Dive Brief:
- CMS is asking for public comment on concerns raised about providers and other organizations directing Medicare or Medicaid-eligible people toward individual market plans, including marketplace plans, in order to get higher reimbursement rates for providing their care.
- The announcement responds to the the issue of third party groups that subsidize premiums for ACA plans for such purposes.
- The agency is looking at possible regulatory changes that could include prohibiting or limiting premium payments and the waiving of cost-sharing by healthcare providers.
Dive Insight:
CMS officials stressed that it is improper for providers or provider-affiliated organizations to influence people away from Medicare or Medicaid coverage for the sake of financial gain.

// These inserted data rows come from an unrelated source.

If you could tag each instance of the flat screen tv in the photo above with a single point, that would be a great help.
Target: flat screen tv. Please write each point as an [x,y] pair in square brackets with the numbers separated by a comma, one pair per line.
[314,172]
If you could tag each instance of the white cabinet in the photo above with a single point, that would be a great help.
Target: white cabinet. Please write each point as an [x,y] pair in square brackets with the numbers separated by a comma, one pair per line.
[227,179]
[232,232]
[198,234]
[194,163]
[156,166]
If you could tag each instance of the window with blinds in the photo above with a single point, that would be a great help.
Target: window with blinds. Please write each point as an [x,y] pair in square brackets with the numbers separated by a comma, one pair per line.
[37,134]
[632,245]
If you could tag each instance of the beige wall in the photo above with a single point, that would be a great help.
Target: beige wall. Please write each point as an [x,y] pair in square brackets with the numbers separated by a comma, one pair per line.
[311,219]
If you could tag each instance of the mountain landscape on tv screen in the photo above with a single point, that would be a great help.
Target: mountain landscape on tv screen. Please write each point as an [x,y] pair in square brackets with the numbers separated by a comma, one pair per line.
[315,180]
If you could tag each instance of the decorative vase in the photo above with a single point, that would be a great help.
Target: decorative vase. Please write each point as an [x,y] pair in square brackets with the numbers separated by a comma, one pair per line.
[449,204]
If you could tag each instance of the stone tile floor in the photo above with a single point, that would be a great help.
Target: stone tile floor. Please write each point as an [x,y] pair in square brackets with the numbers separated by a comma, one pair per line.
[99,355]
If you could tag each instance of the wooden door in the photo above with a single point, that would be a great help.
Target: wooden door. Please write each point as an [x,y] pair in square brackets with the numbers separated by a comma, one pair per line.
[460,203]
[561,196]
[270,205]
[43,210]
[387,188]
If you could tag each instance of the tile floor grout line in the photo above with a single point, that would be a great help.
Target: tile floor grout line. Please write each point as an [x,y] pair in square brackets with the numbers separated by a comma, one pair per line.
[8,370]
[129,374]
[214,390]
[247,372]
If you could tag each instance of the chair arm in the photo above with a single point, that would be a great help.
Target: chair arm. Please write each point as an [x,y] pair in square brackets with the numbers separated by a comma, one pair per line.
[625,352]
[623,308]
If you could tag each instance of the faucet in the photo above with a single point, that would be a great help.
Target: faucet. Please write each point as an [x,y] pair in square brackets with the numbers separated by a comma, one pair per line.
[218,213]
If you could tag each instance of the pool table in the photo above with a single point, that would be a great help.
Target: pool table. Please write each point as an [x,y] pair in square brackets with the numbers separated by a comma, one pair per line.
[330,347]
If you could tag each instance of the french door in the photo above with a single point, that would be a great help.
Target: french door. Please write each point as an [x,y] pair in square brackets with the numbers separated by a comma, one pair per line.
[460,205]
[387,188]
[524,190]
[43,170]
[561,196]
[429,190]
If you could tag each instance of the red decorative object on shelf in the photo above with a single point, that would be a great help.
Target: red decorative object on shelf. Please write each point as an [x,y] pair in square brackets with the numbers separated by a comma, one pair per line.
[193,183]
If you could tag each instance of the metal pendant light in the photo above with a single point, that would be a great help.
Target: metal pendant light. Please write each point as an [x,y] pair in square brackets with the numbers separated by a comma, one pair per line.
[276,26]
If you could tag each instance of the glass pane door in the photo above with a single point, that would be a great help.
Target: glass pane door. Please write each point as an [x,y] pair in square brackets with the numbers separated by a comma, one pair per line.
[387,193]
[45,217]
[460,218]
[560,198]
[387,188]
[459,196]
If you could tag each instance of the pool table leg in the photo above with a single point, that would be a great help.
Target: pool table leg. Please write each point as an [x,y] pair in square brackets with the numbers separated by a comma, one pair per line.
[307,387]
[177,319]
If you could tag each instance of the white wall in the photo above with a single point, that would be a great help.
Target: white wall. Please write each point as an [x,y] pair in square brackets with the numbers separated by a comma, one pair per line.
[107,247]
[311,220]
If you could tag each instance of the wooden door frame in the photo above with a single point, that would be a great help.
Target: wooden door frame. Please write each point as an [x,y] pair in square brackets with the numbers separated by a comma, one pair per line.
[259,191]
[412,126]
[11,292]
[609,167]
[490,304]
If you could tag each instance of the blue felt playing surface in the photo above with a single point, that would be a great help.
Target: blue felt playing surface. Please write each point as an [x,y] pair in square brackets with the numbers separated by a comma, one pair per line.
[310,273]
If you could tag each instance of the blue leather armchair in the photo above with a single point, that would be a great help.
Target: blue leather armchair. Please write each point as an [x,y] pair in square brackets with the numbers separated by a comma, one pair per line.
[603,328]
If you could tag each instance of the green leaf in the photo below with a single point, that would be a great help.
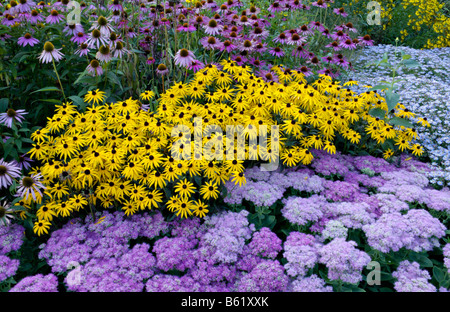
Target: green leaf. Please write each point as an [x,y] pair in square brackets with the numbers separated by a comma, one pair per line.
[401,122]
[377,112]
[47,89]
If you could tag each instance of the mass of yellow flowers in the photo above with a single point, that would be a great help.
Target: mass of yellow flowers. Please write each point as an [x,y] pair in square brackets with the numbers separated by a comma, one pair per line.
[120,155]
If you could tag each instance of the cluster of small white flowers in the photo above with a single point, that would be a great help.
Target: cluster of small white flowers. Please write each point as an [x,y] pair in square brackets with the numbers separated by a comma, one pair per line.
[424,90]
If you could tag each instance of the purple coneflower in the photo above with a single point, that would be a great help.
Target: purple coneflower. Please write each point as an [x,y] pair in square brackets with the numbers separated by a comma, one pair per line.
[320,4]
[316,25]
[334,45]
[277,51]
[50,53]
[24,162]
[54,17]
[340,11]
[82,50]
[6,213]
[73,29]
[79,38]
[305,30]
[275,7]
[210,43]
[347,44]
[162,70]
[115,6]
[9,20]
[30,186]
[35,17]
[212,27]
[366,40]
[186,28]
[24,6]
[103,25]
[8,172]
[94,68]
[119,50]
[96,39]
[195,66]
[305,71]
[150,60]
[184,58]
[11,116]
[339,36]
[296,39]
[247,45]
[27,39]
[281,38]
[228,46]
[103,54]
[300,51]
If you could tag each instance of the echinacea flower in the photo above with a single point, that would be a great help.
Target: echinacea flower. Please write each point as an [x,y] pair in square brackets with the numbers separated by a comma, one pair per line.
[103,54]
[184,58]
[82,50]
[213,28]
[366,40]
[79,38]
[6,213]
[50,53]
[340,11]
[73,29]
[96,39]
[54,17]
[211,43]
[162,70]
[27,39]
[24,162]
[119,50]
[11,116]
[103,25]
[277,51]
[8,172]
[35,17]
[24,6]
[31,186]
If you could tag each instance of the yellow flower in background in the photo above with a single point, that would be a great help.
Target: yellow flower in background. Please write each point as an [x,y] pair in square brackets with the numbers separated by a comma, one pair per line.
[94,96]
[119,155]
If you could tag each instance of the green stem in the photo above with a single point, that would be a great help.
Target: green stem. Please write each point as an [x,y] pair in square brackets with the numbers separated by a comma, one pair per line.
[59,80]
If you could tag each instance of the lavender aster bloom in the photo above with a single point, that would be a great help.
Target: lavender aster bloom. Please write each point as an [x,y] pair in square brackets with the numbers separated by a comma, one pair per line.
[8,267]
[11,116]
[27,39]
[37,283]
[343,260]
[301,252]
[312,283]
[267,276]
[8,171]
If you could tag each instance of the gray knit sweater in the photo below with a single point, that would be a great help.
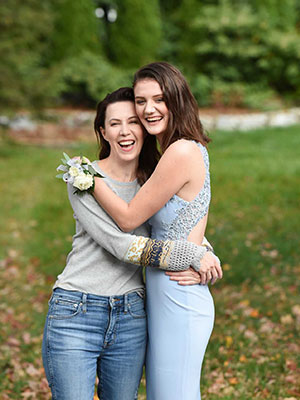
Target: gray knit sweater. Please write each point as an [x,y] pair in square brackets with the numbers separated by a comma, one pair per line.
[102,258]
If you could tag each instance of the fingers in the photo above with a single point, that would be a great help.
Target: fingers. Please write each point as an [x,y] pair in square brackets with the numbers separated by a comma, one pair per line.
[215,276]
[184,278]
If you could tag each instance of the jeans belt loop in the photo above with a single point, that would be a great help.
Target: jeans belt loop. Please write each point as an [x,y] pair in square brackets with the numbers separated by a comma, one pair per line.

“Our goal is to protect patients from being unduly influenced in their decisions about their health insurance options, and to protect the integrity of all the programs we oversee," CMS Deputy Administrator and Director of the Center for Program Integrity Shantanu Agrawal said in a statement.
Part of the issue, CMS said, is that steering patients away from their Medicare or Medicaid benefits can disrupt their care and care coordination through the changes to their network of providers. On the flip side, it can also affect the pool of people entering the ACA marketplace and impact the costs and integrity of the program.
“These actions can limit benefits for those who need them, potentially result in greater costs to patients, and ultimately increase the cost of Marketplace coverage for everyone," said CMS Acting Administrator Andy Slavitt.
For now, third-party premium payments are discouraged but the matter of whether to accept them is left to health insurance companies. CMS notes its guidance does not apply to certain federal, state, local government or tribal programs, or Ryan White HIV/AIDS programs expressly permitted to cover premiums under CMS regulations.